Because the mandatory release violator’s warrant was issued prior to the 180-day period provided for in Section 4164, Title 18, U.S.C., as a result of the municipal court conviction, the Board of Parole was justified and had probable cause to execute the warrant on December 12, 1967. See, Hyser v. Reed (1963) 115 U.S.App.D.C. 254, 318 F.2d 225, cert. den. Thompson v. United States Board of Parole, 375 U.S. 957, 84 S.Ct. 446, 11 L.Ed.2d 315.

At this point in time, petitioner’s conditional release, as if on parole, under Section 4164, Title 18, U.S.C., has not been revoked and the release terminated by the Board of Parole under Section 4207, Title 18, U.S.C. Petitioner has not yet been found to be a parole violator, and it should not be assumed that petitioner’s rights will not be adequately protected in the parole revocation proceeding. As stated above, this Court’s memorandum and order in Civil Action No. 1261 “recommended that the United States Board of Parole should not treat the Municipal Court conviction per se as proof of criminal misconduct.”

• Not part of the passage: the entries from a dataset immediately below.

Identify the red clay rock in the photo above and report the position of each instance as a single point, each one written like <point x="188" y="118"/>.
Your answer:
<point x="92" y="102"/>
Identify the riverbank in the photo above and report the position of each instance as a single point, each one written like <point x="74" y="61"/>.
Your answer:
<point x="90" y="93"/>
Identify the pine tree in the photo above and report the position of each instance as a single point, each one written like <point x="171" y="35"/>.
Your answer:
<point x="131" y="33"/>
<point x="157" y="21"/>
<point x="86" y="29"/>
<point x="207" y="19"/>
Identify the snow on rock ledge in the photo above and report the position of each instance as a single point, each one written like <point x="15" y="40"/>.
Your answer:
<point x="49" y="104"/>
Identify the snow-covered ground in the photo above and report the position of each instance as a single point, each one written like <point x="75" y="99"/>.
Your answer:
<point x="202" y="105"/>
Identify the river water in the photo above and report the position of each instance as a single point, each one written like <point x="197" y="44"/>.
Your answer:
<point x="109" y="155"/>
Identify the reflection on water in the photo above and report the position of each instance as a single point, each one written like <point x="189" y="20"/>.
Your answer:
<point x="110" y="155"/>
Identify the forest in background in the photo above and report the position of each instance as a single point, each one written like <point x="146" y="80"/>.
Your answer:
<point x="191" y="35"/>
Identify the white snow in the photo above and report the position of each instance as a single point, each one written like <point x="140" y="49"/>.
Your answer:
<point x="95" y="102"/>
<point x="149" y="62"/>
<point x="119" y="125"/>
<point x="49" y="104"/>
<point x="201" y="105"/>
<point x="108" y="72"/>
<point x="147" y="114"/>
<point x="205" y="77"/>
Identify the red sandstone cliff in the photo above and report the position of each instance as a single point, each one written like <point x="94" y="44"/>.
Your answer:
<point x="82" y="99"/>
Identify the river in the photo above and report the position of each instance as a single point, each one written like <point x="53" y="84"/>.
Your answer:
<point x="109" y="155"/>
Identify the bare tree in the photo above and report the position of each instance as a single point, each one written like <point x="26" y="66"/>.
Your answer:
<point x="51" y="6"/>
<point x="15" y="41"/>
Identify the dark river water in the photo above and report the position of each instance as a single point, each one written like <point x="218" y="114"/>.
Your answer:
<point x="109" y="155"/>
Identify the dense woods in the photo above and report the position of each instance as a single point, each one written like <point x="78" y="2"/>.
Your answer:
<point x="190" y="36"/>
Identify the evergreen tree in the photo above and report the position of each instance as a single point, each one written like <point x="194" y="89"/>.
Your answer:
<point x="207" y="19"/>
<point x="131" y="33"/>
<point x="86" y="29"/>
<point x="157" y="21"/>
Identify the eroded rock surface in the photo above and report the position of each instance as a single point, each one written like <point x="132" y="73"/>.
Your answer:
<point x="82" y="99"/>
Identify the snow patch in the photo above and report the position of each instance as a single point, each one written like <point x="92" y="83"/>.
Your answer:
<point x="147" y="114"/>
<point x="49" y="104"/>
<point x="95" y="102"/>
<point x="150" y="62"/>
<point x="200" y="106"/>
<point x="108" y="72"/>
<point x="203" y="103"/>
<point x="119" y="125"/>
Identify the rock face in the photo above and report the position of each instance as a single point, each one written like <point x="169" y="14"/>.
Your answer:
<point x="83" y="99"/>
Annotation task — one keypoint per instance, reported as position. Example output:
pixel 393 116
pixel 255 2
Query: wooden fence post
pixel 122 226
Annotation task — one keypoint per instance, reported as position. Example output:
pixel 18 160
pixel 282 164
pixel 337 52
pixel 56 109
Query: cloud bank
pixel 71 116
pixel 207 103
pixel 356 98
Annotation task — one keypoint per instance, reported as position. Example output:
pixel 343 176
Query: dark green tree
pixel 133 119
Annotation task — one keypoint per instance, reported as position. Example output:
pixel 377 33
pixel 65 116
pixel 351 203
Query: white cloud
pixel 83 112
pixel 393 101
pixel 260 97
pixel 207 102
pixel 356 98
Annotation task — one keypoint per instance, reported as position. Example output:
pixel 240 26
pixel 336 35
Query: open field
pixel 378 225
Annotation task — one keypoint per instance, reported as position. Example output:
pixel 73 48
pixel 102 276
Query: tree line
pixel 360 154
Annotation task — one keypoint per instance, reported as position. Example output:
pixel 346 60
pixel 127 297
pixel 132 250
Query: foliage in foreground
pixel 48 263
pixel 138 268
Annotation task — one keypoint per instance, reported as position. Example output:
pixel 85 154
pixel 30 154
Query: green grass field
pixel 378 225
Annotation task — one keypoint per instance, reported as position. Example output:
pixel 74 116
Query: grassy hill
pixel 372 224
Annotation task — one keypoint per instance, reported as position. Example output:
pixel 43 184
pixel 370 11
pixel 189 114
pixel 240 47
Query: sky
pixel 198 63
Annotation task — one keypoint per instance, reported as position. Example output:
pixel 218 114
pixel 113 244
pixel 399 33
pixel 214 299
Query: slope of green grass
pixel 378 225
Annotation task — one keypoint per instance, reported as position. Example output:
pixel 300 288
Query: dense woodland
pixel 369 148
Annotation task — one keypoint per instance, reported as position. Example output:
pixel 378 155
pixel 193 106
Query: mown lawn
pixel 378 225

It is for the Board of Parole in the first instance to determine if cause existed for revocation of the parole of petitioner. Other causes may exist. One other is suggested by petitioner’s presence in the Western District of Missouri at Columbia, when convicted, when the District of supervision was the Eastern District of Missouri.

*944Therefore, the petition for habeas corpus should be dismissed. It is, therefore

Ordered that petitioner be, and he is hereby, granted leave to proceed in forma pauperis. It is further

Ordered that the petition for a writ of federal habeas corpus herein be, and it is hereby, dismissed without prejudice.